Many children will have some difficulty adjusting to going back to school. Parents needed to expect this, and accept it would be an unfolding process, said Dr Rebecca Schrag Hershberg, psychologist and author of The Tantrum Survival Guide.
With children heading to classrooms soon, here are nine strategies to help them with separation anxiety at school.
1. Do a trial run: Visiting school before it begins can be a comfort, even if you’re just walking around the perimeter and talking about what to expect, suggested Jennifer Miller, a family and educational consultant and founder of Confident Parents, Confident Kids.
2. Talk about it ... but not too much: Talk about what’s new this year. Will there be extra hand-washing or a new lunch routine? And talk about what will be the same — maybe some familiar play equipment or materials.
3. Pay attention to their feelings: Listen if the child wants to talk without trying to talk the child out of their feelings. Let children know that even if they are nervous, they can face their fears with your support.
4. Give your child a memento: Allow your child to have a scarf or handkerchief of yours, or buy a small teddy or blanket (especially for toddlers) to place in their backpack. For older children, a piece of your jewellery, a trinket or photo can do the same trick.
5. Take it slow: Parents and teachers should expect children to need extra support this year. Parents should allow for baby steps — maybe a shorter time at school for those starting Early Childhood Development.

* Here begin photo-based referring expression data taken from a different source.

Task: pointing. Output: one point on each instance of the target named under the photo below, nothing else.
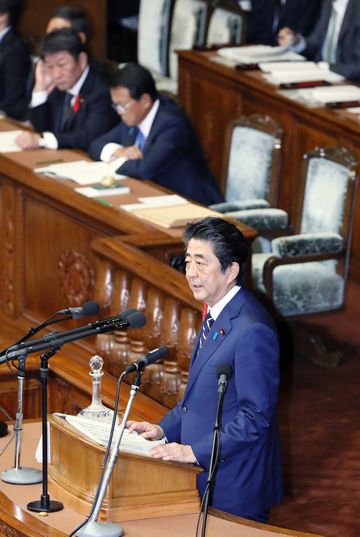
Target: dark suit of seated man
(154, 140)
(70, 103)
(14, 64)
(334, 40)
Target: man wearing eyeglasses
(154, 139)
(70, 103)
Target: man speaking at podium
(239, 332)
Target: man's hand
(286, 37)
(174, 452)
(28, 140)
(148, 430)
(130, 152)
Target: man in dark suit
(70, 103)
(154, 140)
(14, 63)
(242, 334)
(335, 39)
(268, 16)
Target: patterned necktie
(206, 327)
(67, 111)
(140, 140)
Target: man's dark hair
(136, 79)
(228, 243)
(64, 39)
(13, 8)
(75, 16)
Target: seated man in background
(267, 17)
(70, 104)
(14, 63)
(239, 334)
(335, 39)
(154, 140)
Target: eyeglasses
(121, 108)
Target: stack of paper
(99, 433)
(176, 215)
(257, 54)
(7, 141)
(293, 72)
(82, 172)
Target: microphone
(88, 309)
(224, 374)
(146, 360)
(137, 319)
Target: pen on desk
(47, 162)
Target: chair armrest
(262, 219)
(239, 205)
(312, 244)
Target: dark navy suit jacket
(299, 15)
(348, 50)
(14, 72)
(248, 478)
(94, 116)
(172, 156)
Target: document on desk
(255, 54)
(82, 172)
(291, 72)
(7, 141)
(99, 433)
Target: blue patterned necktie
(206, 327)
(140, 140)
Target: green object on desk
(104, 202)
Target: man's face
(204, 275)
(64, 69)
(132, 111)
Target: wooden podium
(140, 487)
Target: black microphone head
(90, 308)
(136, 319)
(224, 369)
(125, 314)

6. Create a routine: Staggered school schedules could mean an even longer adjustment period, as children may have a harder time adjusting to an irregular routine. Even if your child is in school two days a week, try to establish a home routine on off days.

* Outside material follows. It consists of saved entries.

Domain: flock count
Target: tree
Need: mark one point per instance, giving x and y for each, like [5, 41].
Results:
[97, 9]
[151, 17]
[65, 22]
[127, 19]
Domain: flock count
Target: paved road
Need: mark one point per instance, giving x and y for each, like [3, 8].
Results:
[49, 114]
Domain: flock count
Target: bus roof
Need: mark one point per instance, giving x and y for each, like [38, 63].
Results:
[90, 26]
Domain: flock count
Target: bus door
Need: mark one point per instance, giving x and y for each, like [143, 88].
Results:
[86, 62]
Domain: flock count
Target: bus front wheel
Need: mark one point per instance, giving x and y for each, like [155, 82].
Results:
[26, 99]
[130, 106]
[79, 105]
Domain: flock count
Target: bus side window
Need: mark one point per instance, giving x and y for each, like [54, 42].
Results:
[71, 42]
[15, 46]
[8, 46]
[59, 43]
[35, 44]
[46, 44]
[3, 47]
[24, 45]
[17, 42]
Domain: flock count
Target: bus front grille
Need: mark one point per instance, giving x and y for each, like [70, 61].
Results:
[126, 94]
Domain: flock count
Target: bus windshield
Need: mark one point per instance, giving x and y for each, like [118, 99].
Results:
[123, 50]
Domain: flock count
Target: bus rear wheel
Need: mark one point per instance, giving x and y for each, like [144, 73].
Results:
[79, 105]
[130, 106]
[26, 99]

7. Lighten up: A healthy dose of laughter may be just what your child needs to keep things from getting too heavy.
8. Be honest: You may not have all the answers. You may not know what school will look like, or if it will shut down suddenly again. It’s okay to admit that.
9. Say goodbye and mean it: Before you leave, let your child know who will pick them up and when you will see them again. If the child cries, give a good hug and kiss and tell them when you’ll see them.